Clark Howard's Tips
Apartment complexes charging tenants double rent

December 9, 2004

We've been through a period of terrible dishonesty and amoral behavior among banks, brokerage houses and other financial institutions. It has caused a lot of distrust and frustration among the American people, who now seem to distrust corporate America in general.

Apparently, it's continuing.

The nation's largest apartment company owner, Equity Residential Properties, is the target of a huge lawsuit in Florida for duping tenants out of rent money they didn't owe. The company owns apartment complexes in 33 states and it has just lost a case for improperly collecting money from former tenants.

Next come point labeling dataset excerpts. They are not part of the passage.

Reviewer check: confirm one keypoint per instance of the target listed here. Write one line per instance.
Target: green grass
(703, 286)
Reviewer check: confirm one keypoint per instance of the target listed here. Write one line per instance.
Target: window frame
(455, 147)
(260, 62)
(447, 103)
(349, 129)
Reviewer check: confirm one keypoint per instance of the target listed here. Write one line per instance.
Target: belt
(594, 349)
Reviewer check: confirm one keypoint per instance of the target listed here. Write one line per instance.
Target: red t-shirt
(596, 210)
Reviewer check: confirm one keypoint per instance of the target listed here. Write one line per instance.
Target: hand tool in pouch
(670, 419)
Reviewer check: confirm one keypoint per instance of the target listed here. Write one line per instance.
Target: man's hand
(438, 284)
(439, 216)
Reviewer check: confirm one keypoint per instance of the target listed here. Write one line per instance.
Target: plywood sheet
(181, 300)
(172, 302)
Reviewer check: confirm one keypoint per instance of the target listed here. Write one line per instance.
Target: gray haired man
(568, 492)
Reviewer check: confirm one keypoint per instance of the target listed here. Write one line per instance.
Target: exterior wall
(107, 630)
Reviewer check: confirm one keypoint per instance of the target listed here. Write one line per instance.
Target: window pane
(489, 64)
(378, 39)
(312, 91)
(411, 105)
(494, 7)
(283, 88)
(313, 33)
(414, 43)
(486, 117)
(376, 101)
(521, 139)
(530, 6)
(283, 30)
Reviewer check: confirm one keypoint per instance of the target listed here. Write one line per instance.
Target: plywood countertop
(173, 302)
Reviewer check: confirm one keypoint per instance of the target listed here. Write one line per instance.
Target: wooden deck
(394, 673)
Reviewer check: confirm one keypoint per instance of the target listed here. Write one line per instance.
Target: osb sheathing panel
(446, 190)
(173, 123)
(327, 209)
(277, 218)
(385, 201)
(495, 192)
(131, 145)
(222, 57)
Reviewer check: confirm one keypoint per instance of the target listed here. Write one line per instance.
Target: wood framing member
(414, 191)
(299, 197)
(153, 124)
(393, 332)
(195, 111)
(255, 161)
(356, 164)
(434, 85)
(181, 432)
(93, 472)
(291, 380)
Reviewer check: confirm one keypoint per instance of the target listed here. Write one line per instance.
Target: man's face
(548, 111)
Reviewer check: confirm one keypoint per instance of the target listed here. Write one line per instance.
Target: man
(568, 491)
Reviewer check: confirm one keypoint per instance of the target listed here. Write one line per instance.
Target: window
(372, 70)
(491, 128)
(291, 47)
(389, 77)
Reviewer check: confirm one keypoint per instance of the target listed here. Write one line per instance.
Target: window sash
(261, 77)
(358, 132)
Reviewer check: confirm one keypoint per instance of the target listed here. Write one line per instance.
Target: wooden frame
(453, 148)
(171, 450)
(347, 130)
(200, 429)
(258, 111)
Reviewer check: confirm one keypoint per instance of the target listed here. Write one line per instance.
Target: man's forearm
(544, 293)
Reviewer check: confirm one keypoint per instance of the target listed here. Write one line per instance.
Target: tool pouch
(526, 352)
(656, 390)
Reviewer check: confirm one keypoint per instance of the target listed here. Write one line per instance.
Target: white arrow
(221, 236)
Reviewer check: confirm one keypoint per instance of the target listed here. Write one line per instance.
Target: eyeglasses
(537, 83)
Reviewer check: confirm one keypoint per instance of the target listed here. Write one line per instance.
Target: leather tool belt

Let's say a tenant had to terminate a lease early for some reason. The company would tell the tenant that he or she would be responsible for the remainder of the lease until and unless someone else moved into the apartment. But Executive Residential and several management companies were holding people liable for rent on an apartment that had been re-rented. So essentially, the company was collecting "double rent" on apartments, which is against the law.

Even worse, the company didn't tell former tenants that they owed the money. So when that person goes to buy a home, there are unpaid debts on that person's credit report. The apartment complex was using that fact to force former tenants to pay money they didn't owe.

Apparently, this is just the tip of the iceberg in the apartment industry.

What can you do? Make sure you go by the apartment or home to see if it's been rented, or ask your friends to watch out. Then, take a picture of the place — with people or furniture inside — to show it's been re-rented.

If possible, an automatic date will be imprinted on the picture as proof.